Naast de bepalingen vastgesteld in het Algemeen Reglement, het aanvraagformulier en de toelichting daarbij dient de aanvraag vergezeld te gaan van:

  • informatie over de opdrachtgever met een omschrijving van het activiteitenprogramma en/of de collectie van de instelling voor beeldende kunst of bij een andere opdrachtgever een toelichting op de eventuele collectie en eerder verstrekte opdrachten aan kunstenaars en eventuele samenwerkingsverbanden met bijvoorbeeld musea of presentatie-instellingen,

  • visueel documentatiemateriaal van de kunstenaar,

  • een toelichting op het werk van de kunstenaar,

  • een curriculum vitae van de kunstenaar,

  • een onderbouwd werkplan,

  • een presentatieplan waarin wordt toegelicht hoe een passend publiek wordt betrokken,

  • een motivering waarin de ideeën over keuze voor en de relatie met de kunstenaar worden onderbouwd. In deze plannen en motivering dient de aanvrager zijn inhoudelijke inbreng en financiële bijdrage duidelijk te omschrijven,

  • een dekkende begroting met indien van toepassing offertes. En een omschrijving van de eigen financiële bijdrage van de aanvrager.

Artikel 4. Beoordeling

  • 1. Bij de beoordeling van een aanvraag geeft het bevoegd adviesorgaan een oordeel over het belang van de opdracht voor de hedendaagse beeldende kunst in Nederland en de relevantie van de opdracht binnen de regionale en lokale context.

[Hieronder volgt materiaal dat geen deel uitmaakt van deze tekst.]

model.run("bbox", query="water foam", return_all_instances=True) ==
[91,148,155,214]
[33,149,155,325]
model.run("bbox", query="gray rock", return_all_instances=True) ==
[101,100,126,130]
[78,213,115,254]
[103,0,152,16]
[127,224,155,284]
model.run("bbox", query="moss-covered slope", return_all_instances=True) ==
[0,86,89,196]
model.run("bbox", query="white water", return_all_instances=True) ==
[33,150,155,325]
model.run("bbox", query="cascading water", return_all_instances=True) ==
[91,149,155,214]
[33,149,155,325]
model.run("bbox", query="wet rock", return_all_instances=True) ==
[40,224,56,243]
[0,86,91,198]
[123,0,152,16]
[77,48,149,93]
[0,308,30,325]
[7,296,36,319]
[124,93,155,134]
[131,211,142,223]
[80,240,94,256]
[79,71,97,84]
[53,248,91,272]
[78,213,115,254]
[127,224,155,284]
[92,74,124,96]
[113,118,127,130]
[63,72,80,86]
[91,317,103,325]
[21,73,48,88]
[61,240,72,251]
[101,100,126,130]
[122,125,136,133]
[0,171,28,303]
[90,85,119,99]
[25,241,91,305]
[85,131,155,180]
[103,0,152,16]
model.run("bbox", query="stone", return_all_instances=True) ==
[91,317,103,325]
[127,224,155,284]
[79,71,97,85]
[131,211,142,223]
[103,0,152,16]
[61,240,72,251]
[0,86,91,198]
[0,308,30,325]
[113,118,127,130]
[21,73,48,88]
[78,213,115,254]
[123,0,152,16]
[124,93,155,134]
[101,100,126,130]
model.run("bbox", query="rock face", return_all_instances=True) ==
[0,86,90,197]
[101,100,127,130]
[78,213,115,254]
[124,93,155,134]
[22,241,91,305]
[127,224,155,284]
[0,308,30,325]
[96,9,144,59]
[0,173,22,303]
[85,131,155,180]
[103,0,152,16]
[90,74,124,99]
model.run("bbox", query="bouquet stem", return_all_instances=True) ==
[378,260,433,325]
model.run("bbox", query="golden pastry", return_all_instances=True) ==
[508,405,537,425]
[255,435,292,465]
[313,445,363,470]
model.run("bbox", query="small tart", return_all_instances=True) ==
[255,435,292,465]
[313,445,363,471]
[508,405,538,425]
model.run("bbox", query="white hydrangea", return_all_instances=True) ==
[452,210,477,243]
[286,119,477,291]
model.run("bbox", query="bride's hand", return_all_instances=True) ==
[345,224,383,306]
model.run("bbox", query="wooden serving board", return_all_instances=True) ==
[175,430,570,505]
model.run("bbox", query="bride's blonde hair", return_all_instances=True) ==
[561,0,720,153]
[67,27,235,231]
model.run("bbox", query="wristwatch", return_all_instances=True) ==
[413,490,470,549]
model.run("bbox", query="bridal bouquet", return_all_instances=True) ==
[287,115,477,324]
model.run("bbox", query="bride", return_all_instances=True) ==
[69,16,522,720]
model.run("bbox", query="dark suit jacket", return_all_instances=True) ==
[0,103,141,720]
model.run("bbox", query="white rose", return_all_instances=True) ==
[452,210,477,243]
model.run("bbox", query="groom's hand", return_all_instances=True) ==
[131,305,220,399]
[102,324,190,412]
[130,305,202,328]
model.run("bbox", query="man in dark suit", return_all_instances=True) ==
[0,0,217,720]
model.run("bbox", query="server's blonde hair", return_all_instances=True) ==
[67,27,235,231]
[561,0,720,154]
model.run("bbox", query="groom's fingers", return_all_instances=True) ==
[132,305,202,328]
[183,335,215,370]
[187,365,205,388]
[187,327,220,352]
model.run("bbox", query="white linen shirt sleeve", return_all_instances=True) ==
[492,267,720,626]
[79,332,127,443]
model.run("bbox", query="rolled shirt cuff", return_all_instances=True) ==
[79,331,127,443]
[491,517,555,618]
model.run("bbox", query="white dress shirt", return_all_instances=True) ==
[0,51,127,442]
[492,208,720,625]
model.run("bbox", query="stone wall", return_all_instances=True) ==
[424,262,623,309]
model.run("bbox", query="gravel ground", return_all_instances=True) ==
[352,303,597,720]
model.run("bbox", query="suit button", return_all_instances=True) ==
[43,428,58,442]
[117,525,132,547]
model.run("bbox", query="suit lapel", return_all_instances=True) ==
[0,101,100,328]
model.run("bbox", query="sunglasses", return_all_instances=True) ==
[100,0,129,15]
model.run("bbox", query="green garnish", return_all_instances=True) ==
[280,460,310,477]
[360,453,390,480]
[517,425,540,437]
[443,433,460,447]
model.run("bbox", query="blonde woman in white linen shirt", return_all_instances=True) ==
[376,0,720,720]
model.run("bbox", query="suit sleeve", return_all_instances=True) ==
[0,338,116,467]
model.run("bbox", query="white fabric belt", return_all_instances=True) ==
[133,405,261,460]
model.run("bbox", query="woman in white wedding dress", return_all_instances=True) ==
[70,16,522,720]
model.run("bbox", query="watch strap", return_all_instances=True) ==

Daarbij worden de volgende criteria gehanteerd in onderlinge samenhang:

    • de rol en kwaliteit van de opdrachtgever,

    • de kwaliteit van het tot het moment van de aanvraag door de kunstenaar opgebouwde oeuvre, de ontwikkeling daarvan, en de kwaliteit van het cultureel ondernemerschap,

    • het belang van het werkplan voor de hedendaagse beeldende kunst wordt beoordeeld op grond van de inhoudelijke kwaliteit van het werkplan en indien van toepassing, de context van de activiteit,

    • het belang van het presentatieplan wordt beoordeeld op de wijze waarop beoogd wordt op een inspirerende wijze een passend publiek te bereiken,

    • de meerwaarde van de samenwerking,

    • de haalbaarheid van het voorstel,

    • de zichtbaarheid van het uiteindelijke werk.

  • 2. Indien het bevoegd adviesorgaan de in het eerste lid van dit artikel bedoelde aspecten niet van voldoende belang acht, komt het tot een negatief advies over de aanvraag. Indien het bevoegd adviesorgaan de in het eerste lid van dit artikel bedoelde aspecten wel van voldoende belang acht, komt het tot een positief advies over de aanvraag.

  • 3. Een positief advies kan vergezeld gaan van een aanbeveling over de hoogte van de toe te kennen financiële bijdrage.

  • 4. Het bestuur kan het bevoegd adviesorgaan verzoeken de positieve adviezen in volgorde van prioriteit te rangschikken op basis van het oordeel zoals bedoeld in het eerste lid van dit artikel.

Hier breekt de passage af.